Pokrótce przypomnę, że ten pan w 1989 uczestniczył w obradach Okrągłego Stołu, jako reprezentant strony solidarnościowo - opozycyjnej.

W wyborach w tym samym roku został wybrany na posła, na Sejm kontraktowy.

Został członkiem i wiceprzewodniczącym Obywatelskiego Klubu Parlamentarnego.

Przewodniczył sejmowej Komisji Nadzwyczajnej do zbadania działalności Ministerstwa Spraw Wewnętrznych, która zajęła się zbadaniem archiwów dawnej SB.

Był autorem raportu końcowego z jej prac, nazwanego „raportem Rokity”.
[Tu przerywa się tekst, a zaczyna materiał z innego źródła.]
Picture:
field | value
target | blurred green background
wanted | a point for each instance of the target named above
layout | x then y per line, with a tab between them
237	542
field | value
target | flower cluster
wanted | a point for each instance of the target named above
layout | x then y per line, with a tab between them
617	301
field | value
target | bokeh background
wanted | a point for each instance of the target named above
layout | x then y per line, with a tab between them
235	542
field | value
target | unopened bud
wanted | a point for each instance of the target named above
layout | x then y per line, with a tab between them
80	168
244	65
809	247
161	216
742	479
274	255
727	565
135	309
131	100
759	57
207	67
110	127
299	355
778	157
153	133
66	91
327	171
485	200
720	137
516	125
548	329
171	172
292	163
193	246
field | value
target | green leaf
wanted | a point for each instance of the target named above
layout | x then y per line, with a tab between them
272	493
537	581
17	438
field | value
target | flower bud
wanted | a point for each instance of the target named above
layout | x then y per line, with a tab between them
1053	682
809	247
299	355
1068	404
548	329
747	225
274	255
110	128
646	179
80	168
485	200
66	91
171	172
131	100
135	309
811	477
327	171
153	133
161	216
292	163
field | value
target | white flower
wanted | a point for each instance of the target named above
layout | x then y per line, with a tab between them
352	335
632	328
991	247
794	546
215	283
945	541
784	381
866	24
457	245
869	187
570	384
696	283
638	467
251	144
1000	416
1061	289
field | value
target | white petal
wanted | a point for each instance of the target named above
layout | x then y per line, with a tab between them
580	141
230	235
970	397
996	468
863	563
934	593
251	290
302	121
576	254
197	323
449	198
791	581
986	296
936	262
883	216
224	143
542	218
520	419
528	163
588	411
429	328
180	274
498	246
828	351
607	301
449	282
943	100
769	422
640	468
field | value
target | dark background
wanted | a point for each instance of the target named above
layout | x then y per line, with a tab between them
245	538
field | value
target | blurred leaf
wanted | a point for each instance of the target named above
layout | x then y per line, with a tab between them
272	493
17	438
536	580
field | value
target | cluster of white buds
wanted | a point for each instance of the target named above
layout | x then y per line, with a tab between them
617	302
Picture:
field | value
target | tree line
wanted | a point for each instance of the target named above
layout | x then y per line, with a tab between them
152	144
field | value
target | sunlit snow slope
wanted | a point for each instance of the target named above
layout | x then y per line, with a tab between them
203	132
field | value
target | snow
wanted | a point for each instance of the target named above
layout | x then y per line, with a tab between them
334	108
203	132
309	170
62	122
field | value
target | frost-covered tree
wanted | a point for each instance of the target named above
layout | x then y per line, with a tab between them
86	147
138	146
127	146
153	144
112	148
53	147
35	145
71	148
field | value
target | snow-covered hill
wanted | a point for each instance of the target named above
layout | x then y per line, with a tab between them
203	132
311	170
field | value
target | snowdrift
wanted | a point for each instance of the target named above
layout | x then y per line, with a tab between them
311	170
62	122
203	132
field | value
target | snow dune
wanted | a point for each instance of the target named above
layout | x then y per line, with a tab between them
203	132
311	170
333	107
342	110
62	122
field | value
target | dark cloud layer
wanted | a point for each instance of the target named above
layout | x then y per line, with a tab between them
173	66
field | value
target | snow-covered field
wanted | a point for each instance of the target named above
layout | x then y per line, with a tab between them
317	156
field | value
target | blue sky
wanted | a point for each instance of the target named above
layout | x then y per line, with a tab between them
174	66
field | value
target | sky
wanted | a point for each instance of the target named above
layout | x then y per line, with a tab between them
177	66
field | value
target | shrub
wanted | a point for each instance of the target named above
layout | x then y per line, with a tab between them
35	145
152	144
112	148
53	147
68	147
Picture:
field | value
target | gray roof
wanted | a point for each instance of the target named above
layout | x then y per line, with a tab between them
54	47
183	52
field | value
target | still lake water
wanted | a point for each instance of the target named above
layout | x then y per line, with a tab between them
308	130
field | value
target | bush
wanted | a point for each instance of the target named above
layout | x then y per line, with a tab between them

To między innymi dzięki jego postawie , agenci - współpracownicy SB, w sutannach (wiadomo -on z Krakowa) , zostali ukryci, przed oczyma polskiego społeczeństwa, co potem przyniosło nieobliczalne skutki, między innymi ów wpływ kleru na politykę kolejnych polskich rządów, oraz na tragedie setek, jak nie tysięcy służącym do mszy ministrantów.Ich dane zostały dalej utajone, ale ponoć przekazane polskiemu prymasowi oraz Konferencji Episkopatu Polski.
I tam współpracownicy SB w sutannach i habitach mieli zostać rozliczeni ze swojej poszerzonej onegdaj działalności.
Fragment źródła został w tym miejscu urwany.